Here is my data:
--- ----------- -----
|key|animal_type|value|
--- ----------- -----
|123| cat|meows|
|456| dog|barks|
--- ----------- -----
I am currently writing to Eventhub from databricks like so:
(df.select("key","value").writeStream
.format("kafka")
.option("kafka.bootstrap.servers", bootstrap_server)
.option("topic","cats").option("kafka.security.protocol", "SASL_SSL")
.option("kafka.sasl.mechanism", "PLAIN")
.option("kafka.sasl.jaas.config", connection_string)
.option("kafka.request.timeout.ms", "3600000")

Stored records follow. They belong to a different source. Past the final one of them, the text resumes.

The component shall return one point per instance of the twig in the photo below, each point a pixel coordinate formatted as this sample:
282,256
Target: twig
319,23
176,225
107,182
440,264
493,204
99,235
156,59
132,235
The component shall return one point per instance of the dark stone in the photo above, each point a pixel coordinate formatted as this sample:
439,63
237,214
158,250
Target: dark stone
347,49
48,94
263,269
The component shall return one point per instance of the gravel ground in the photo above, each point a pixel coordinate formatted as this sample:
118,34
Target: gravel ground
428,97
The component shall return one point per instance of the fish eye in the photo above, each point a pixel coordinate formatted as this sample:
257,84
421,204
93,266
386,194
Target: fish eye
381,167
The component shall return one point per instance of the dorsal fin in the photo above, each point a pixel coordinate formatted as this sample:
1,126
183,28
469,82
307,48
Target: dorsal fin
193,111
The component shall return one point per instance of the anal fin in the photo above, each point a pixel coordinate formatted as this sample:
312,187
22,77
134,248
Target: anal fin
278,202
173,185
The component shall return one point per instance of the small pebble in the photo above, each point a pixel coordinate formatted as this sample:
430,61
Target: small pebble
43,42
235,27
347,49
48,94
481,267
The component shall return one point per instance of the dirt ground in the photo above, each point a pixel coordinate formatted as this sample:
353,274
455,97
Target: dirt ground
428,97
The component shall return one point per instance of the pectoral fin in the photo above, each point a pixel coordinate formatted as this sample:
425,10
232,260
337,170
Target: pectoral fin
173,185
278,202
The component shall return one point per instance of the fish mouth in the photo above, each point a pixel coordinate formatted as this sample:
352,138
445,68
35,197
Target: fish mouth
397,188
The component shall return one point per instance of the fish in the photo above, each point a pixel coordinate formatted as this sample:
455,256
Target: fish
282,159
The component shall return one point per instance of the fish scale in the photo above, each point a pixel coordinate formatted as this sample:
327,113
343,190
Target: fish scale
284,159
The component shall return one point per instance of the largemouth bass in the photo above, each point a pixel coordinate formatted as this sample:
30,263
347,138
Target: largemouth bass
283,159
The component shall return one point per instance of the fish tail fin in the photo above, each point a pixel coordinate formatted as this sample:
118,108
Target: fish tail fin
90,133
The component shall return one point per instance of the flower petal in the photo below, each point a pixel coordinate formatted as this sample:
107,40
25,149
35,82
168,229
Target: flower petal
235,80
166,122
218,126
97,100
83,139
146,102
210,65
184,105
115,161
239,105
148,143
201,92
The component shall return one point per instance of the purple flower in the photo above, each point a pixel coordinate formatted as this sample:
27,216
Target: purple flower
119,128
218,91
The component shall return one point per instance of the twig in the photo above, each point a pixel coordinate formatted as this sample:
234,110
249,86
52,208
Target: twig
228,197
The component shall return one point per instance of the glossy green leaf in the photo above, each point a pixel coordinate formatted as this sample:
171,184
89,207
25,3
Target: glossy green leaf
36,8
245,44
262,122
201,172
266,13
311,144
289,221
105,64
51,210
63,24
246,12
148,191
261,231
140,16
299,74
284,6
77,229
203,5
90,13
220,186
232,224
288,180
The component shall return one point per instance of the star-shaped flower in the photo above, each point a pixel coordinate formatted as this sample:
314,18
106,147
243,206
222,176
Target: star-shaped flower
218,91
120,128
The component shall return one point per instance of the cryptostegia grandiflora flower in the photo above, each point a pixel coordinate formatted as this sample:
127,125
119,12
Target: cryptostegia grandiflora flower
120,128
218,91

.option("checkpointLocation", checkpoint_path)
.start() )
My challenge is, since the dataframe contains records about both cats and dogs, I don't want to hardcode the topic as 'cats' since sometimes it will be 'dogs'. Instead, I would like a way for EventHub to dynamically assign the topic based on the value in the column animal_type.
Is this possible? Or do I need to have a single dataframe/write-config per topic?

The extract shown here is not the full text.